Urgent help needed with server hacking

Hello all, I have had some MAJOR issues with my server being hacked recently.

My server, Skyblock.us, has gone through EVERYTHING in the last month.

It started out the day that I went on vacation, all hell broke loose and people got op, they did a ton of stuff, and basically I had to reset.

While I was gone many things happened, but that is not of concern.

What is happening currently, is that people have no permissions, however they can still use admin commands. They can force other players to talk without leaving a trace in the server log. They can even /sudo players even though it is removed from everyone. I am completely at a loss here, and I need help. They don't have access to the console, I know that for a fact, because I moved it to an SSH window on a laptop on my home network and this still happened. I'll list my plugins just for any help, because I seriously need it. I have done everything I can and they won't stop. They're clearly targeting me and trying to cause damage to me as they constantly reset donor's islands.

Plugins:



Once again, any help is appreciated as this is sucking the life out of my server and I cannot do anything to stop it. I've been forced to remove commands from essentials just to try to stop things, and I'm not even sure if it's working.

Thanks in advance for anyone that can help,

thekillerofevil

 

Full server.log including the times where they OP'd themselves and your ops.txt file please. Pastebin them.

Also, what do you mean "I moved it to an SSH window on a laptop"? Do you mean you moved your entire server to your laptop, or just changed where you SSH'd in from?

 

Usually I just have the server running in multicraft, but on this occasion I pulled out an old laptop, opened up a PUTTY SSH window into my server and manually ran the java command from there. I'll post the server.log, but why the ops file if it's just my own username? They never gained op. I have a plugin to stop it, yet they continue to torment the server. I'll follow this post up with the pastebin link as it's about 150mb of text.

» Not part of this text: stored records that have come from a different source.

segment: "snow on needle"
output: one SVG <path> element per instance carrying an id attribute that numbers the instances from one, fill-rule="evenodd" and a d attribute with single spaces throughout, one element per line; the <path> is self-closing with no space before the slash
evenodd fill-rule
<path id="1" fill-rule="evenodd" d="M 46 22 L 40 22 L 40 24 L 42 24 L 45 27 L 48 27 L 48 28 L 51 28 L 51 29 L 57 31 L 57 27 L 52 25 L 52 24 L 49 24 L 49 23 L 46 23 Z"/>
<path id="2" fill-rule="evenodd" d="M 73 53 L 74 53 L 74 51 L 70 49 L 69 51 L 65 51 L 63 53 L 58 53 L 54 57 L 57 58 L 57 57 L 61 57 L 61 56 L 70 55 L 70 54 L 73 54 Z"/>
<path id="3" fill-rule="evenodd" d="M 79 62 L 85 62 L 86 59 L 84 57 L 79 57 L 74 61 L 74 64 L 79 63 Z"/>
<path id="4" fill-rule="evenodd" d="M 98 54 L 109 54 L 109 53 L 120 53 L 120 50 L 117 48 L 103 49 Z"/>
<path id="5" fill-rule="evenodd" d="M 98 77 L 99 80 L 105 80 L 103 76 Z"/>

Also, please note that I am not a noob with bukkit. I know what I'm doing, and this has left me simply stumped. I know you will know more, considering you are an admin here, but just letting you know I can handle difficult instructions and what not, I don't need things simplified. I've gone through every config file and I can't find squat. Hopefully you can make something of the server log, cause I sure haven't been able to.

Okay, the log is too large to be pastebinned, but I've uploaded it to mediafire.

<Edit by Moderator: Redacted mediafire url>

EDIT by Moderator: merged posts, please use the edit button instead of double posting.

 

Code:

2013-01-19 22:00:19 [WARNING] **** SERVER IS RUNNING IN OFFLINE/INSECURE MODE!
2013-01-19 22:00:19 [WARNING] The server will make no attempt to authenticate usernames. Beware.
2013-01-19 22:00:19 [WARNING] While this makes the game possible to play without internet access, it also opens up the ability for hackers to connect with any username they choose.
2013-01-19 22:00:19 [WARNING] To change this, set "online-mode" to "true" in the server.properties file.

There is your problem. Set 'online-mode' to true.

 

If it's in offline mode they logged into an admin account, opped their regular player then all hell breaks loose!

 

Ever wonder why we don't support offline mode servers? This is one of the best examples.

You didn't get "hacked". You had no security at all, and someone took advantage of that fact.

This is akin to putting all your valuables in a car, making sure those valuables are clearly visible, and parking your car in a bad neighborhood and not even bothering to lock your doors. You really shouldn't be surprised when you find you have no valuables left in the car when you return.

Locked. Buy the game, and set online-mode=true.